I’m finding myself in food fights with the girls. It seems the list of “I don’t like…” is getting longer and longer. Add that to the erratic, messy and unpredictable nutrient ingestion habits of my gym rat husband and it seems that rhythm around food is NOT happening around here how I’d envisioned. Or rather, the rhythm had denigrated to a punctuation mark that plays out as a feeling of dread coming from the back seat as Clover and Belles ask their everyday question when I pick them up from school: What’s for dinner?
I start with a cheerful reply. I usually don’t have dinner exactly planned out as I thrive on the creativity of using what is on hand. I pick something I have. Broccoli. They love broccoli.
‘What else Mummy?’
‘Stuffed chicken.’ I might reply on the fly.
‘Ummm.. what’s that?’
Here we go: ‘It’s a chicken breast with spinach, sun dried tomato and goat cheese inside.’

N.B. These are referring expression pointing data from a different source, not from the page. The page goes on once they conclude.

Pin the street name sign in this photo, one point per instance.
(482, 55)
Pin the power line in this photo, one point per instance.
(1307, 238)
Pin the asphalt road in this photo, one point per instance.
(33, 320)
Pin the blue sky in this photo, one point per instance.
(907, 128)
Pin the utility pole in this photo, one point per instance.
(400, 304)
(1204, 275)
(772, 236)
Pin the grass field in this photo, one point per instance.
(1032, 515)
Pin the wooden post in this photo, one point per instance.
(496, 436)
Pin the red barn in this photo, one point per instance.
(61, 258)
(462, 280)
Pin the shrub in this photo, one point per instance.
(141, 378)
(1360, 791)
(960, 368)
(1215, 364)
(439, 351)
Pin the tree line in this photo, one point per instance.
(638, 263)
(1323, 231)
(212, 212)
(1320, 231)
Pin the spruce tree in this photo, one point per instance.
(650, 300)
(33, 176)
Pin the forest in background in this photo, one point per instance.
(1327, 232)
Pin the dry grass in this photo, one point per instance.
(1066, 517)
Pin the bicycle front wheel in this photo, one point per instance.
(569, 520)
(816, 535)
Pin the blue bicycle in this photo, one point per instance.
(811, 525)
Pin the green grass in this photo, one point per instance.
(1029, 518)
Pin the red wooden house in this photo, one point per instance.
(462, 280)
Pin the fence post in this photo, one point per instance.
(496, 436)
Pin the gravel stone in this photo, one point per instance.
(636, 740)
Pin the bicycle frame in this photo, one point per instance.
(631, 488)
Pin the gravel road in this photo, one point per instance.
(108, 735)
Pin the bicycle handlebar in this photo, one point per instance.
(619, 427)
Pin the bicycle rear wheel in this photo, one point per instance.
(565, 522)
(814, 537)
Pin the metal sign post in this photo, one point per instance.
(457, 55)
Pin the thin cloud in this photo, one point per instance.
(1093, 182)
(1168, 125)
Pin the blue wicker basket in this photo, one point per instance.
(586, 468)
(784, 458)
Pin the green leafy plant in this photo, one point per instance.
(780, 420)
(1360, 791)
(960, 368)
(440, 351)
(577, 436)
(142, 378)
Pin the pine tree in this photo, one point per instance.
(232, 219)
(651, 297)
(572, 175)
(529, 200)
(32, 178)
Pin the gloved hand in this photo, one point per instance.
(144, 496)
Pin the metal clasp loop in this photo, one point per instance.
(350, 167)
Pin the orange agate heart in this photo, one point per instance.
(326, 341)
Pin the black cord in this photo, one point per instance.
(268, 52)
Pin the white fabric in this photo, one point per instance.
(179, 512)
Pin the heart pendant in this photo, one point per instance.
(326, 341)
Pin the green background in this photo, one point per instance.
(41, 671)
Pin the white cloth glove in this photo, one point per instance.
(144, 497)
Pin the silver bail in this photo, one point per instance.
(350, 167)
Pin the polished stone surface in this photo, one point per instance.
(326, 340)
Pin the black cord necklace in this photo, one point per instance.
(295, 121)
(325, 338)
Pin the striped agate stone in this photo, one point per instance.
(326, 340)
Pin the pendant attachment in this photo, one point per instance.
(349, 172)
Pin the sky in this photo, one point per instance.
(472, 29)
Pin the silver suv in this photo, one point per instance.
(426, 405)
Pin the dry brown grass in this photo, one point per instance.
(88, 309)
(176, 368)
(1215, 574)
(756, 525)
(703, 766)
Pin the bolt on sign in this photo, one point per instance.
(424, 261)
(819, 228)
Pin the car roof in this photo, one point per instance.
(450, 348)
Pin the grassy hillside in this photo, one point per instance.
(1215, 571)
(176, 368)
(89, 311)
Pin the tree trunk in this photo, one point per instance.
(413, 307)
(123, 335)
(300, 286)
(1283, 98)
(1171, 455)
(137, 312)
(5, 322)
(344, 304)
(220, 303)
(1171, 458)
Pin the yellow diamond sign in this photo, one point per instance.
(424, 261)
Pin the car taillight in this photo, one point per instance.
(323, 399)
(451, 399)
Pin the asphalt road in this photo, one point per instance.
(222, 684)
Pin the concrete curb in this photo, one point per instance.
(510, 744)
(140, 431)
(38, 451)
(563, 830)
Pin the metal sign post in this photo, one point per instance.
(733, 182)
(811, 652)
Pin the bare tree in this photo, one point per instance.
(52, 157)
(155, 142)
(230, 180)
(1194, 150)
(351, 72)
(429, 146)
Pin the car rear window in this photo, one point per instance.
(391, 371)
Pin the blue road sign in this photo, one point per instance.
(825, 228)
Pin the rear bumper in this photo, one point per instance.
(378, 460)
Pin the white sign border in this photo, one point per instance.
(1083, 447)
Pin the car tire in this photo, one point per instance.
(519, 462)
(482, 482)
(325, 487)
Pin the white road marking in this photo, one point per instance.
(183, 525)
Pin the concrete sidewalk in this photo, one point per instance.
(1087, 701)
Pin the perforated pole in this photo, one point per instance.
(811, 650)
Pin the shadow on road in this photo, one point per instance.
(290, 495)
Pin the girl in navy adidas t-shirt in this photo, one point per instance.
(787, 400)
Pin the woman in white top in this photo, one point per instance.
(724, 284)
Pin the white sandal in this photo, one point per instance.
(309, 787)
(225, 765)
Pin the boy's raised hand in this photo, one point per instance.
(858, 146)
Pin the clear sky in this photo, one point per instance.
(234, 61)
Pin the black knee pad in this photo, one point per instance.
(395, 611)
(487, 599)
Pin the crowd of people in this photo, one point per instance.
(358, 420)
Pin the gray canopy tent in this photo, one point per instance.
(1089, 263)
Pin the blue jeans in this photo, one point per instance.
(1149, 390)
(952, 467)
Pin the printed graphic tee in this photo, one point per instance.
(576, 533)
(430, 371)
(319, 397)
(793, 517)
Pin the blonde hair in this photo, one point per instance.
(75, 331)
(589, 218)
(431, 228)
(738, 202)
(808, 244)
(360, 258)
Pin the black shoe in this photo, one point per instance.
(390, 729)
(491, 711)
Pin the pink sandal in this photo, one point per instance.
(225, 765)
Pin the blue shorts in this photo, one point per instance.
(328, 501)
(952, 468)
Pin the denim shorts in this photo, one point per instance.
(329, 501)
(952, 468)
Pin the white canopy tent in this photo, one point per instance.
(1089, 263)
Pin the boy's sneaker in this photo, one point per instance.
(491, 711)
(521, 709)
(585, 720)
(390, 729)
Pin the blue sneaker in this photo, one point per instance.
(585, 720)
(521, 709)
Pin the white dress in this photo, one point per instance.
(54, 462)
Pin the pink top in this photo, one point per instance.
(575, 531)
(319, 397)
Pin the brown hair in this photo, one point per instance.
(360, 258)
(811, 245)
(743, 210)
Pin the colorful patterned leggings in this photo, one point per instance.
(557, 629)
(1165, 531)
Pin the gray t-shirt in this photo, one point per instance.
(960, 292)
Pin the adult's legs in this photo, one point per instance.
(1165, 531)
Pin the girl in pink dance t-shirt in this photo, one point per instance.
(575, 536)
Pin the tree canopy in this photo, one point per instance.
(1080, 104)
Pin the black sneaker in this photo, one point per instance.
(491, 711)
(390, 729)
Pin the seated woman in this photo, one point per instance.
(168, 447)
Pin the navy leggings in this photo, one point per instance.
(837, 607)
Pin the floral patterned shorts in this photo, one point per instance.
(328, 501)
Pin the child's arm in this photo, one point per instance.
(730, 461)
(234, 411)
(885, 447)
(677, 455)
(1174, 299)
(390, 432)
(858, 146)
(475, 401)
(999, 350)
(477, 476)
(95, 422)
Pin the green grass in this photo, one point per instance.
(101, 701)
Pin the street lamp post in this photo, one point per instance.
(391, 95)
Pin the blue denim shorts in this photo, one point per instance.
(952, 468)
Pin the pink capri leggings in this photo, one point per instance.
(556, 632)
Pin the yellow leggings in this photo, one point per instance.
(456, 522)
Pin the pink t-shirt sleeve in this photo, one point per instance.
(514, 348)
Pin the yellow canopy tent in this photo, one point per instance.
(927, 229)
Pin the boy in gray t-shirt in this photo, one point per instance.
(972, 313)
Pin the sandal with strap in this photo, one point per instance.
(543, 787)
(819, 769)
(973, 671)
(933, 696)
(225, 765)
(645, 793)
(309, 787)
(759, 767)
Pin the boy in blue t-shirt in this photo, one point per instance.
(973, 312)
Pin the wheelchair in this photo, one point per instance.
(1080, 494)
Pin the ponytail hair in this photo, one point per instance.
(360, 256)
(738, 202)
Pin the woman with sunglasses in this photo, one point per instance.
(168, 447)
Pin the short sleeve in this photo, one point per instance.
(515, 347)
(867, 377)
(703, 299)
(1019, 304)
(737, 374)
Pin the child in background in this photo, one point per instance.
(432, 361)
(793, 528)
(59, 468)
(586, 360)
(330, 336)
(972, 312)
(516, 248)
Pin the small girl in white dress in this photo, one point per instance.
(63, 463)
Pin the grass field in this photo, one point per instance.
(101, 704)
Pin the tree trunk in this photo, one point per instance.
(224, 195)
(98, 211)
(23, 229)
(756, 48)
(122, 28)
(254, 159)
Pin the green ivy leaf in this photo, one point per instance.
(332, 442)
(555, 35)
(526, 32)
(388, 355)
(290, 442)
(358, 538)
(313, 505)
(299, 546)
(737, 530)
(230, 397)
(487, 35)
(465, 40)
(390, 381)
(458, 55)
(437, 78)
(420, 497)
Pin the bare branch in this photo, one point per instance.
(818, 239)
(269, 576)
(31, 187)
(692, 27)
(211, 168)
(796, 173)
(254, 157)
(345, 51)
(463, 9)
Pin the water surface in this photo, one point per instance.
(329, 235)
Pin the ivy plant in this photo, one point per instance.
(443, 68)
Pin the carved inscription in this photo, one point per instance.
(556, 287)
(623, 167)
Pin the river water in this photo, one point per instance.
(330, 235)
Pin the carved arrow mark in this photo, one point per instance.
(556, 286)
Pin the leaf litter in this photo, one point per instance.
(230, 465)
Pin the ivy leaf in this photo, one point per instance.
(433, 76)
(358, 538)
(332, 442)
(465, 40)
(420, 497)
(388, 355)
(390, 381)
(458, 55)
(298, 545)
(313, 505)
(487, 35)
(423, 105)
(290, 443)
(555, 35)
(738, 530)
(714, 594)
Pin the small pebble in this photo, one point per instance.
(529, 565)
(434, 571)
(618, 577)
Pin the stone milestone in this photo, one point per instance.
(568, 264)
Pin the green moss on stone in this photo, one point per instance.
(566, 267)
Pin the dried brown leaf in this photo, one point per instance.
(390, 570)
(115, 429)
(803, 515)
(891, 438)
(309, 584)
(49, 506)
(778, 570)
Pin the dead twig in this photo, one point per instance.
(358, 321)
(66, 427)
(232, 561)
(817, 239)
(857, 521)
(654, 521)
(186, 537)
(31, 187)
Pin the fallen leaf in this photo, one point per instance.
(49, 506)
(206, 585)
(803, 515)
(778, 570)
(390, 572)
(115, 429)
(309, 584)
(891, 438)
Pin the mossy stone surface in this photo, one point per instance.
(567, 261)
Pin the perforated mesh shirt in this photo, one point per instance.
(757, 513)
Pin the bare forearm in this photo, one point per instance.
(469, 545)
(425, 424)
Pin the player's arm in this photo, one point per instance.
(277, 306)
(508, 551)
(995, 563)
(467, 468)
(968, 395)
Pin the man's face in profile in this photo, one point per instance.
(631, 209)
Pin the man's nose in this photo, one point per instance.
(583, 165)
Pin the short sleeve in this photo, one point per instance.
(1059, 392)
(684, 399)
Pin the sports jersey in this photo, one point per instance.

I want to teach them about food but I think this is exactly where it starts to go down hill. I give them something to protest.
‘But I don’t like spinach.’
I justify my position: ‘It’s only a tiny bit in each one. That’s what’s for dinner.’
I feel defensive. I love food. JMac loves whatever I make (even if it’s on his unspoken LIST).
I still think I am am trying to curry the favour of my children. Would I do this if they fell out of my own womb? Really. Would I?
Well, recently I fed them curry. Meatless Monday (yet to be disclosed as a ritual to the fam-damily) was a chickpea and veggie curry. They took about an hour to eat it but it was without complaint. To be fair it was totally bland. An introduction of sorts. Their palates were temporarily tamed.